Bearing in mind that Bobby Miller is of the kind that
when he sees or hears something he doesn’t like, complains that he saw or heard
an antisemitic trope denigrating all Jews — it stuns you to see that he does
not hesitate to denigrate all of humanity the way that he did by calling the
United Nations, which represents all of us, “astonishingly ridiculous.” In
effect, therefore, he wants us to be careful about what we say and do to avoid
hurting their feelings, at the same time that he passionately insults the
entire human race without giving a thought what this does to our feelings. And this
is a display of Jewish narcissism in full flowering.
Miller goes on to explain his thinking by mentioning the
fact that the United Nations removed Iran from the Commission on the status of
Women, which he says is a positive development, but wonders why Iran had a seat
on the commission in the first place. His beef does not end here because China
whose one-child policy, he says has engendered female infanticide, is still on
the panel. Bobby Miller also mentions Qatar which he accuses of human-rights
abuses, and laments that it continues to retain its seat on the UN Human Rights
Council.
And what would be a discussion about Jewish thinking
without encountering an instance when a Jew advises humanity not to believe
what it sees with its own eyes, but believe what the Jews tell it to. It
happened this time when Bobby Miller advised humanity not to believe what it
sees in America’s political circles, but believe the Jews who say it isn’t what
it seems. Here is how he spun this piece of illogic:
“It has recently emerged that the UN’s managing attorney overseeing the Human Rights Council’s probe into Israel’s treatment of Palestinians during the 2014 conflict between Israel and Gaza-based groups claimed that the US government was under the thumb of the Jewish lobby. Evidently, antisemitism is a problem at the UN. Surprise, surprise”.

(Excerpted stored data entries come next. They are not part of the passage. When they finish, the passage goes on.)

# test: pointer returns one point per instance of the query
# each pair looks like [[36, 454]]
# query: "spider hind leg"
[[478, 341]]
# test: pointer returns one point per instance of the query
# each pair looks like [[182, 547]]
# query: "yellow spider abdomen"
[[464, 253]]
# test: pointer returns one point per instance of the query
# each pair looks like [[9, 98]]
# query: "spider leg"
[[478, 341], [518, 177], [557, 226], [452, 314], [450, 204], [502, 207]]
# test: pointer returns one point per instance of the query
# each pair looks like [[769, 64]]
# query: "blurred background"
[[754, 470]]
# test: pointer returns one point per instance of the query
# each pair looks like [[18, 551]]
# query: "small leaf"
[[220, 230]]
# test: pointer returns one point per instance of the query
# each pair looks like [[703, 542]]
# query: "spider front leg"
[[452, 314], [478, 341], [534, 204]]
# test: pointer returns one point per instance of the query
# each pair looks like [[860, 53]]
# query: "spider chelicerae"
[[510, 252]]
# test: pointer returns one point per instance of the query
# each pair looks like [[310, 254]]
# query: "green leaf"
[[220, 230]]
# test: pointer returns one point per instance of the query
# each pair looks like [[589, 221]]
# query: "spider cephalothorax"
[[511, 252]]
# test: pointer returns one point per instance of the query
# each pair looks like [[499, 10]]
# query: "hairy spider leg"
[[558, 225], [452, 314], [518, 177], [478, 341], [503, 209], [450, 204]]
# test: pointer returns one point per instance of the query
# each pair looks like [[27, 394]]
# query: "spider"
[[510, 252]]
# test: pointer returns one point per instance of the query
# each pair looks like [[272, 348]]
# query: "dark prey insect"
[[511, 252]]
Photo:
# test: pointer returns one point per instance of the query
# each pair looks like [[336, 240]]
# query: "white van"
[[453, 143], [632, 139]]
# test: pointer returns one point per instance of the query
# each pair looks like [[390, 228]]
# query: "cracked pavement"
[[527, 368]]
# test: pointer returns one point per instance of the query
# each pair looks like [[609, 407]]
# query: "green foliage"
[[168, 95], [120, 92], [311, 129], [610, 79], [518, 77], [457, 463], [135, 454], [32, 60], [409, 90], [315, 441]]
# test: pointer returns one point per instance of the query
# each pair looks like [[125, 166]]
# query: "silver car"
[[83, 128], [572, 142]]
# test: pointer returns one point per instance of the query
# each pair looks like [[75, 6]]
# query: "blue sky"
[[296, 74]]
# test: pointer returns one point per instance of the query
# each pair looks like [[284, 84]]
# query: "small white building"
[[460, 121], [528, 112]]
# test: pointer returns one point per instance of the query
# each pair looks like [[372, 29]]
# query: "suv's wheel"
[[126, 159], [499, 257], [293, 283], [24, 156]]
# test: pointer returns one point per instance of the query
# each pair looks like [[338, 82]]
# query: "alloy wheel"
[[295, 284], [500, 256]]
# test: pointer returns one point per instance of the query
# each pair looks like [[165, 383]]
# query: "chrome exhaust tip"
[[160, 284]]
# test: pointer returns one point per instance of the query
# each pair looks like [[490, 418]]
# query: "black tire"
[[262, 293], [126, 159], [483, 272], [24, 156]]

Here, Bobby Miller is advising the human race that to
tell the truth is to commit an antisemitic act, which itself has been defined
as a call to wipe the Jews off the face of the Earth. That is, Bobby Miller,
speaking in the name of all Jews, is saying that the telling of the truth is an
existential threat to the Jews. In other words, Miller is confirming that Jews
can only survive in a sea of lies. Hitler must be giggling in his gave.

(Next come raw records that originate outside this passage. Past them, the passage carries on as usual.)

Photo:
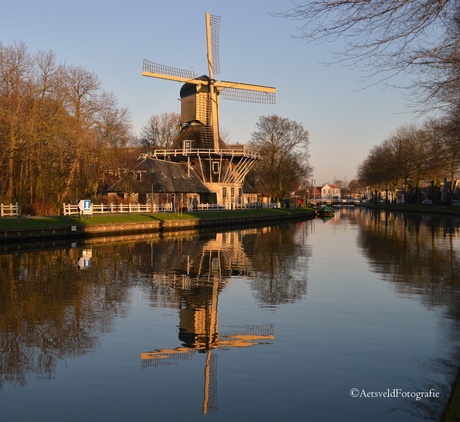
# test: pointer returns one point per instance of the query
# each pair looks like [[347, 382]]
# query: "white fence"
[[70, 209], [9, 210]]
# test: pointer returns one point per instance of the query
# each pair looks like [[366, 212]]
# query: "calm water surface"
[[263, 324]]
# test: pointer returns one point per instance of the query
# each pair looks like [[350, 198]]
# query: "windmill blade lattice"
[[215, 29], [248, 95], [152, 67]]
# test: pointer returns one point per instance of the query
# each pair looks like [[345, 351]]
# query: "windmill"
[[200, 95]]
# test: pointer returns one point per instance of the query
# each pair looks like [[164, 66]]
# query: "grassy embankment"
[[23, 222]]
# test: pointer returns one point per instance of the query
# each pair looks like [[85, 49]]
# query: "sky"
[[345, 117]]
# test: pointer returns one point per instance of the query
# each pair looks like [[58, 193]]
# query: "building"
[[330, 192]]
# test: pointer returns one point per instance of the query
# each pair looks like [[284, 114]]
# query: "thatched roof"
[[254, 183], [161, 177]]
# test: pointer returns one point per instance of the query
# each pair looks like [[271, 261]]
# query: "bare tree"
[[387, 37], [159, 132], [283, 145]]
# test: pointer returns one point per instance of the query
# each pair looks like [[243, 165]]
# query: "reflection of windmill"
[[199, 139], [199, 333]]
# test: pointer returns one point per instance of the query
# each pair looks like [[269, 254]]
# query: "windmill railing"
[[201, 152], [72, 209]]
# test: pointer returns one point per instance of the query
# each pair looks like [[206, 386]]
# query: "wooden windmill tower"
[[199, 142]]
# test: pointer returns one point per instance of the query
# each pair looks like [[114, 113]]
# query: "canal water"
[[355, 318]]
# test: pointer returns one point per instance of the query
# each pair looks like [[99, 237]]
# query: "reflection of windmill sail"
[[200, 102]]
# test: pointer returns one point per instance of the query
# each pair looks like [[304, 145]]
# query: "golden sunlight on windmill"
[[222, 168], [200, 95]]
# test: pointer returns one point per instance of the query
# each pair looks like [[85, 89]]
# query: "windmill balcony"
[[231, 151]]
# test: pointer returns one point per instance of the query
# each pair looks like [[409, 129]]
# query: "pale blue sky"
[[112, 37]]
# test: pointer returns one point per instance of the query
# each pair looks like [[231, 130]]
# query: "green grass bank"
[[14, 229]]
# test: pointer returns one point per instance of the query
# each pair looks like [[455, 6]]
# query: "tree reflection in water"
[[50, 310]]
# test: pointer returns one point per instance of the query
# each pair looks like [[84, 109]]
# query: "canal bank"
[[53, 228]]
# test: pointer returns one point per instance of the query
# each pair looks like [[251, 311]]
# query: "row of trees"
[[59, 130], [413, 154], [282, 144], [63, 137], [417, 38]]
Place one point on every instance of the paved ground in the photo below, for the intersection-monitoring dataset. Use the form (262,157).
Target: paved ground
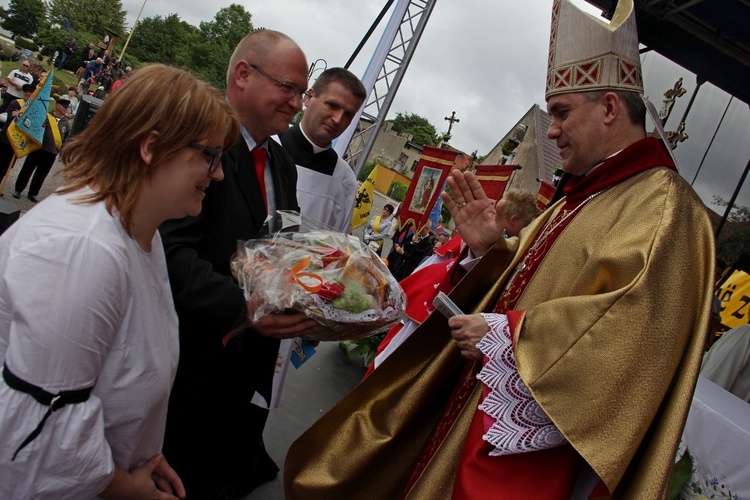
(309,392)
(24,204)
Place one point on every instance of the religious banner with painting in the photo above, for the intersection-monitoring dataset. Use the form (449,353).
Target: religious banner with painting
(432,170)
(543,197)
(494,179)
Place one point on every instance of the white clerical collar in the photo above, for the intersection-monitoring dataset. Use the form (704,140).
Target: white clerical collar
(316,149)
(251,144)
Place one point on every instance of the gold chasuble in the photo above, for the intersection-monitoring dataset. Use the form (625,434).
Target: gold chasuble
(609,335)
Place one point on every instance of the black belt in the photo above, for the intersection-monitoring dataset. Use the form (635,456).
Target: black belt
(53,401)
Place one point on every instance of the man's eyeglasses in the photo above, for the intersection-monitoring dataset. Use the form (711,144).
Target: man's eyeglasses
(290,89)
(213,153)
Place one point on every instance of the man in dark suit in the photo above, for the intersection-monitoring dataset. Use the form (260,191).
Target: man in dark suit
(219,403)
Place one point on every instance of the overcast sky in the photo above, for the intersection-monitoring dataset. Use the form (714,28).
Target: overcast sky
(485,60)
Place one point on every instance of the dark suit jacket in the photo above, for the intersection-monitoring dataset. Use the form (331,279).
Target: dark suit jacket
(210,417)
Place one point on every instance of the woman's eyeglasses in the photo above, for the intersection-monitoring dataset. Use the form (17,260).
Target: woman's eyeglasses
(213,153)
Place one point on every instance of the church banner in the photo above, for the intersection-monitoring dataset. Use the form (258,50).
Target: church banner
(26,132)
(424,190)
(363,200)
(494,179)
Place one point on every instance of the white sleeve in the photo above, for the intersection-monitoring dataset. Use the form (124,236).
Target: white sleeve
(68,296)
(518,424)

Finally, as expected, someone advocating the Jewish and
Israeli causes, could not end his discussion without shooting himself in the
foot. Here is how Bobby Miller did it: “We can’t dispense with the UN
Security Council. But efforts to reform it should be a priority of the incoming
Congress”.
Because the American Constitution stipulates that foreign policy is the responsibility of the Executive branch, which depends less on the lobbies than does the Congress – for Bobby Miller to urge that the Congress usurp from the Executive responsibility for the UN Security Council, makes him a closet believer that the US government is under the thumb of the Jewish lobby, master of the US Congress.